In the early aughts, Ahmed was working in environmental activism; in those days, she tells me, no one was talking about self-care at all. To the contrary, she says, “You had to work 20 hours a day to show that you were really, really an activist” — and as a result, there was a great deal of turnover as people burned out. In an environment that put an emphasis on devoting all of one’s time and emotional energy to caring and advocating for the needs of others — with little to no time left over for one’s self — many found that they were unable to make activism a long-term, sustainable lifestyle.

In contrast, the organizing spaces she works in now are very focused on self-care and sustainable action. When we spoke, Ahmed told me she was currently reading Trauma Stewardship: An Everyday Guide to Caring for Self While Caring for Others as part of her work. Organizations like Vigilant Love do group breathing exercises before each event; grounding techniques intended to help people maintain a sense of focus and engagement have become a regular part of the Los Angeles Asian-American activist community.

Yet even still, Ahmed tells me, “I just don’t think that people have figured how to really talk about it.” The intentional, explicit approach that many people have been relying on — bullet point lists, asking how much water people are drinking — can feel a bit awkward. “I think it’s kind of annoying to be asked if I’m drinking water. That’s the one silliest question that I’ve been asked the most since Election Day.”

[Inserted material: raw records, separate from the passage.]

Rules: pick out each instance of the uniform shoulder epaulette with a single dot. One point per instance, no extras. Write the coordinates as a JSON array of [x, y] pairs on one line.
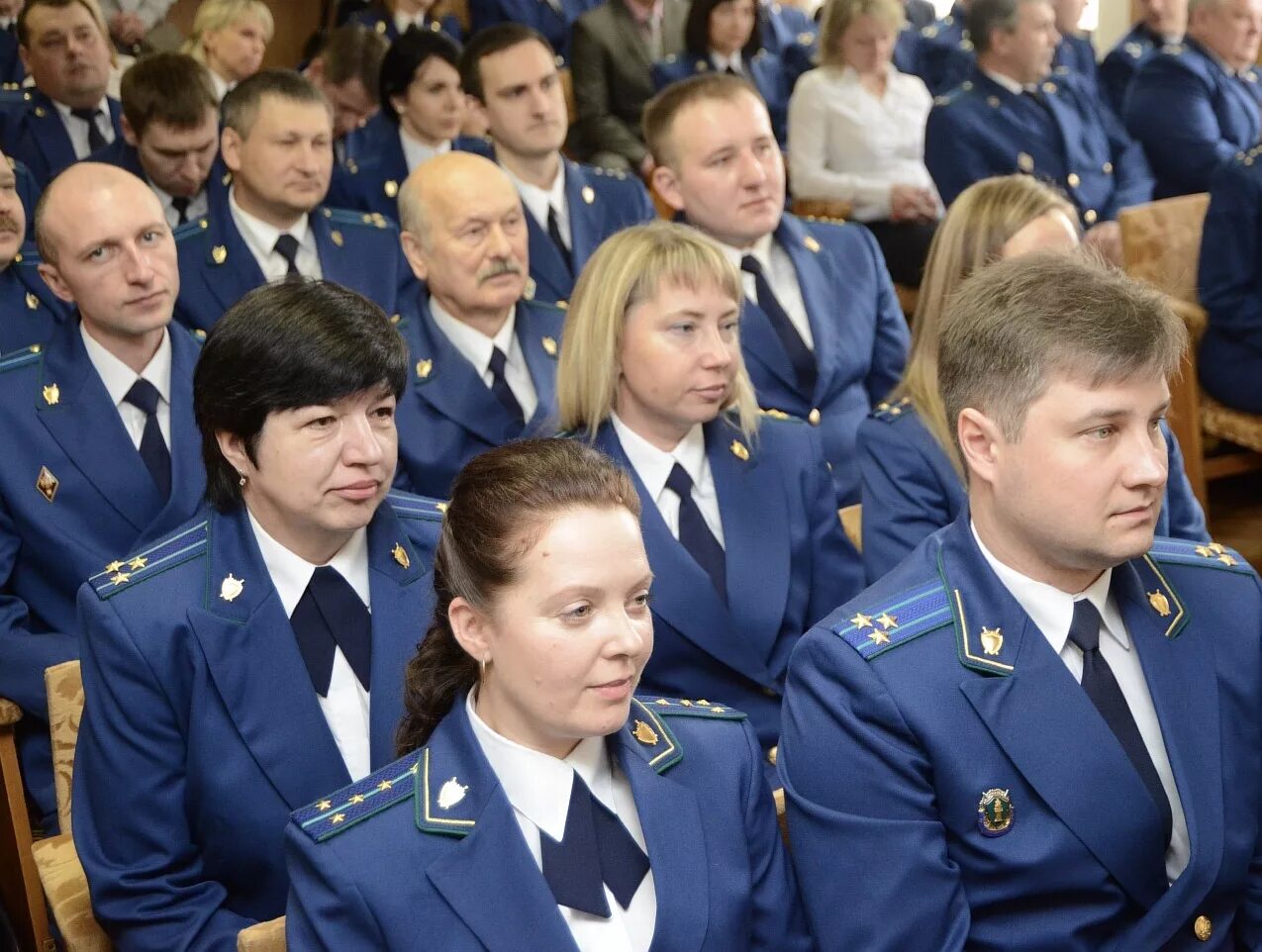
[[890, 413], [394, 783], [896, 619], [21, 358], [416, 507], [678, 708], [161, 556], [1208, 555]]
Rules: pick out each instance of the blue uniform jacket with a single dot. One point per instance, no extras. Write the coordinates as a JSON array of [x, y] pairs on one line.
[[29, 311], [910, 488], [97, 501], [1230, 285], [861, 339], [35, 135], [554, 22], [202, 731], [932, 689], [1190, 116], [448, 415], [469, 883], [788, 565], [1123, 62], [764, 69], [982, 129], [382, 23], [216, 267], [376, 168], [601, 202]]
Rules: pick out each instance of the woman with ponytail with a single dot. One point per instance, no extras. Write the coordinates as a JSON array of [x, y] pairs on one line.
[[539, 804]]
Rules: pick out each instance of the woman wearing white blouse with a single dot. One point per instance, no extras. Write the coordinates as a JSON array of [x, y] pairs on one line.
[[857, 133]]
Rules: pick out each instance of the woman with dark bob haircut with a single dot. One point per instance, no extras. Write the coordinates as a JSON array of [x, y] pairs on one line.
[[724, 36], [539, 803], [253, 657]]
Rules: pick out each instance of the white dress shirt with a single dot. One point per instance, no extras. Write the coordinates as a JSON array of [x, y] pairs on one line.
[[476, 348], [261, 238], [783, 277], [654, 467], [1051, 611], [77, 129], [119, 378], [537, 201], [414, 151], [345, 707], [537, 787], [847, 143]]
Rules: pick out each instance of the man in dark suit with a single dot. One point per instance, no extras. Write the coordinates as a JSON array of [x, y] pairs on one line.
[[821, 328], [67, 116], [243, 663], [170, 134], [509, 73], [278, 143], [100, 433], [615, 48], [1038, 731]]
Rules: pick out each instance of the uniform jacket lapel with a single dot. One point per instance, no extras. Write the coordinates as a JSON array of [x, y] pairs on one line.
[[86, 426], [255, 663], [683, 594], [1031, 698]]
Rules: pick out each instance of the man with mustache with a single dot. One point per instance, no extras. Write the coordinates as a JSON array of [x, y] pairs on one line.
[[28, 309], [483, 354], [100, 440], [278, 143], [509, 73]]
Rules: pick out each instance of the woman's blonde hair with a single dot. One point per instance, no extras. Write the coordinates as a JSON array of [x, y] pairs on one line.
[[216, 14], [839, 14], [628, 270], [972, 235]]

But perhaps it’s all a part of the process of making self-care an expected, natural part of American culture. Aspirational, consumerist self-care helped bring the concept into the cultural conversation; the stressful political climate created a widespread need. Hopefully, as the conversation of what sustainable, long-term self-care looks like continues, we’ll stop thinking of it as “self-care” and start thinking of it as just a part of living.